Charles river ice sculpture, morning sunbeam

. . . Its story is old, the plot worn and the pages too,
But we read this book, anyway, over and again:

Giving is, first and every time, hand to hand,
Mine to yours, yours to mine. . .

~Excerpt from “When Giving Is All We Have,” Alberto Rios

At 1:00 a.m.Charlie heard the coyotes yipping and howling and they riled and roused him with their racket and then he made a racket and Frank woke and let the dogs out, and I heard all the commotion; we could have sworn a puppy was yipping on the doorstep, it was very strange and disorienting. Then Charlie and Suzi came back, but the yipping didn’t stop. I fell back asleep. And woke to a warmer morning, with slippery, gorgeous ice on the Charles and a glassy sculpture lit by a sunbeam.

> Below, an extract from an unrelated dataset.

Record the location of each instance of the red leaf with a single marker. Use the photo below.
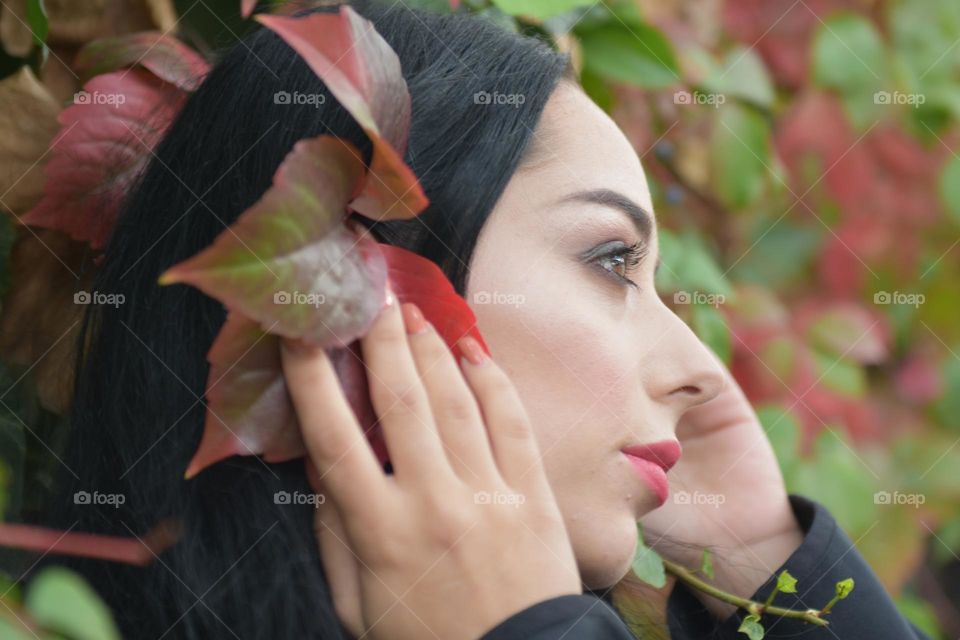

It’s Christmas Eve, I thought. I didn’t have a long time, but I went into the wetlands and slid around and Charlie barked at me to come back, but I found in the low branches of a bush in the middle of ice a sweet empty nest. And a beaded fern in a glass bud vase. Oh, I wanted to stay out longer. But I went home with my gratitude to my busy day of preparing for Christmas. In a quiet house. Very strange, a quiet house on Christmas Eve. But Frank had appointments and my son his errands and my youngest away until tomorrow. I baked dessert and wrapped presents and missed my parents. Christmas was their favorite holiday. I missed my father, who always waited until Christmas Eve to shop, asking for help with ideas for what to get for my mother. And then I, or my sisters, would take him out shopping and he’d buy everything we suggested and we got to wrap it. Frank and I got engaged at Christmas. I had a miscarriage at Christmas. I had a new baby at Christmas. Suzi came at Christmas, a puppy for the family. Frank and I used to drive from Florida to my parents’ house for Christmas. We bought a new house down the street from them for Christmas. Frank broke his wrist moving us at Christmas. We had a falling out with family one Christmas. We had a reconciliation one Christmas. One Christmas, when I was very young, I heard Santa’s sleigh bells heading toward Brush Hill Road, our neighborhood, our house, nearing our red brick chimney in the living room where we had dumped the ashes from the grate and hung our stockings. And then I fell asleep.